O discurso de Polly está bem afinado com a estratégia da Mute. Na era em que o conceito de disco parece cada vez mais condenado, a gravadora lançou digitalmente “Nitrogen pink” no final de 2008, fez o mesmo com “I hate de way” no começo de 2009 até que agora, no dia 9 de março, o álbum chega fisicamente às lojas (nem precisa dizer que já é encontrado na web). “Ando bem ocupado com shows e com a promoção do álbum. Mas escrevo rápido, já tenho um segundo disco pronto mesmo antes de terminar as gravações do primeiro.”. Sinais do tempo e bem explicado a atenção da gravadora. Despejar material parece ser a solução da ‘nova música’ para manter o artista respirando na atenção do público e na possibilidade de tornar-se um negócio. E isso, a nova geração de cantores e bandas sabem fazer muito bem, como Polly.

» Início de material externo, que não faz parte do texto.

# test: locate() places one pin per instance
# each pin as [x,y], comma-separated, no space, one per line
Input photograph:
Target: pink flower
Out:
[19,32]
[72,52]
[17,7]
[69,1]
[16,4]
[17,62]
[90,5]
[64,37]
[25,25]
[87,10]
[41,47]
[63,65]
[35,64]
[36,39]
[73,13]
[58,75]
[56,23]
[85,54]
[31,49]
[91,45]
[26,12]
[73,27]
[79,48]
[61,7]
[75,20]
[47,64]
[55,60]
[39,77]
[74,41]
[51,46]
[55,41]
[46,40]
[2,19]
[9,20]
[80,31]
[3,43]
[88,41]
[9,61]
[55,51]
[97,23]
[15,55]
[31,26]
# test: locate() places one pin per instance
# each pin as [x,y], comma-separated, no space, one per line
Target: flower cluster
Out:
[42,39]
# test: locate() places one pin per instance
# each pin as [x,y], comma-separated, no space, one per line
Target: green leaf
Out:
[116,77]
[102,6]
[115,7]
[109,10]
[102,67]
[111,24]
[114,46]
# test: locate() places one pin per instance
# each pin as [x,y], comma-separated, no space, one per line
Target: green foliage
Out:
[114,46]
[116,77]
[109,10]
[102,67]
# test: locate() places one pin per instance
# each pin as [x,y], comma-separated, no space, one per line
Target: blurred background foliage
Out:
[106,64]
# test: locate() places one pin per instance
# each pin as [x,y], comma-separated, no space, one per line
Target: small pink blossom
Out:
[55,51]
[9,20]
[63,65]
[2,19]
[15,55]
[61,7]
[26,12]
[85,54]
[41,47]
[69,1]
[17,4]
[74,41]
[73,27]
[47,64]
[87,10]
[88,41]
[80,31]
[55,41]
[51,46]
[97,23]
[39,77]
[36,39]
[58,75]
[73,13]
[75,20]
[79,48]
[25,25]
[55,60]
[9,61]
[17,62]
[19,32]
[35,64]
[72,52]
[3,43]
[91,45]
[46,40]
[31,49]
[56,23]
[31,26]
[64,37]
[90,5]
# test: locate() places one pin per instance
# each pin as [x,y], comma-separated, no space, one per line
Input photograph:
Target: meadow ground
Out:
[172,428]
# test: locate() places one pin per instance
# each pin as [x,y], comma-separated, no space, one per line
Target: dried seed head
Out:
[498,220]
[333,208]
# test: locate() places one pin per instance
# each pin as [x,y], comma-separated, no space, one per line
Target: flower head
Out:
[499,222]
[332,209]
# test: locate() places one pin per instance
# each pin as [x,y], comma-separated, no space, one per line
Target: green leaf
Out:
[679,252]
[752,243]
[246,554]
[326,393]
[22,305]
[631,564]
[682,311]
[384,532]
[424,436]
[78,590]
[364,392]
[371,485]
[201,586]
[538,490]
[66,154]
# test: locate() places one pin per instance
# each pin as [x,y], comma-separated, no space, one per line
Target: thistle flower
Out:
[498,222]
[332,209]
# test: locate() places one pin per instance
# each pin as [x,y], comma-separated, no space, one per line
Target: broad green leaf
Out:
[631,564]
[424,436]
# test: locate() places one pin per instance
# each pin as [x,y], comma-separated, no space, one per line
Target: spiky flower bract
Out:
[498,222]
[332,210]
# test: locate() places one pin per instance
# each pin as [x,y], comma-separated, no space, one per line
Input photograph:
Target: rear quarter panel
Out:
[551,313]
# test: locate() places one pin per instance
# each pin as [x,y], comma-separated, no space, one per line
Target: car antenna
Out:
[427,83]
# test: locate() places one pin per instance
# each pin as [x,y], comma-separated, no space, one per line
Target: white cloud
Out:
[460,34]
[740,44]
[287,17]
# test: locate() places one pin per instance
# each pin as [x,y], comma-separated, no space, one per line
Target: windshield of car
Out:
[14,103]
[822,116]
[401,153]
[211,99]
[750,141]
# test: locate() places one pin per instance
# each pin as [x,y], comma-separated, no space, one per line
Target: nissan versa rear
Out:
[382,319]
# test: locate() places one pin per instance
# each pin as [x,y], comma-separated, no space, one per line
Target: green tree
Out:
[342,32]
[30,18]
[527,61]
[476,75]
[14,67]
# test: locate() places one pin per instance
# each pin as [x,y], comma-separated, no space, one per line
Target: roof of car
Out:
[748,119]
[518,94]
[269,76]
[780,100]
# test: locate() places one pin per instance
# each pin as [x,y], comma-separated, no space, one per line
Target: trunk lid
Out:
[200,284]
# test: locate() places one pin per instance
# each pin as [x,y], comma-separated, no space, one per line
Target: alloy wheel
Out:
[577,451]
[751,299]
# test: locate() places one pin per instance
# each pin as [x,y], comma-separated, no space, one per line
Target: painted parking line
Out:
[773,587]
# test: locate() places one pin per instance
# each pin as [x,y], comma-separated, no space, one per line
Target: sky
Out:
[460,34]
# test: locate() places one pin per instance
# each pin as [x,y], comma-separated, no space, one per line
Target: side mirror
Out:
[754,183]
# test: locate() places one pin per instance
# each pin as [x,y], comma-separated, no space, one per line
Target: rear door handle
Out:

As dez canções do disco epônimo de estréia de Polly Scattergood revelam, de fato, uma cantora e letrista talentosa, uma musicista ainda em busca de um caminho seu, caminho que passa por estranhas canções pop distorcidas por uma visão através de um copo de vidro da cantora.
E não duvide, a experiência de entrar no mundo esfumaçado e difuso de Polly é extremamente poderosa.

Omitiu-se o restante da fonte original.